EAS Policy Position Statement – Rural Fuel Poverty

Energy Action Scotland acknowledges the particular difficulties faced by the fuel poor in rural areas. These include:

  • higher fuel costs
  • lack of access to the mains gas grid
  • premiums on energy
  • challenging housing stock
  • difficulty getting companies delivering energy efficiency measures to operate in some areas

Consumers in rural areas off the mains gas grid can pay significantly more for the same fuel sold in urban areas. Energy Action Scotland believes that the reason for this discrepancy in price can be attributed, in some part, to the lack of regulation of most rural heating fuels. Price control is therefore needed on domestic fuels such as heating oils, solid fuels, and LPG.

Housing stock in rural areas poses significant challenges when it comes to tackling fuel poverty. Older, stone built houses with greater wall surface areas, that are more likely to be detached or semi-detached and poor or no insulation in often exposed areas mean that retrofitting is difficult and therefore expensive. For this very reason Energy Action Scotland would urge that these energy inefficient homes be made a priority for retrofitting as rural consumers are being unfairly penalised for having the most energy inefficient homes and the most expensive energy.

Rural premiums on energy bills can be a huge financial burden on those living in rural areas.

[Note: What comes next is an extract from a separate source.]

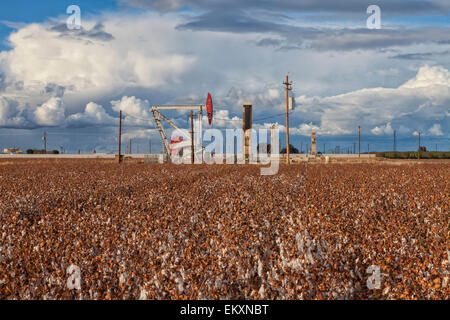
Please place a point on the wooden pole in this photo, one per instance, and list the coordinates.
(120, 137)
(288, 88)
(359, 141)
(192, 138)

Energy Action Scotland believes a consultation should take place on the distribution price control mechanism that can add or take away premiums on all consumers’ energy bills to ensure that no one group of consumers suffers unfairly.

Energy Action Scotland welcomes the Scottish Government’s commitment to a ‘rural uplift’ to the UK Minimum Income Standard as part of the Scottish fuel poverty definition and will continue to scrutinise subsequent legislation on this.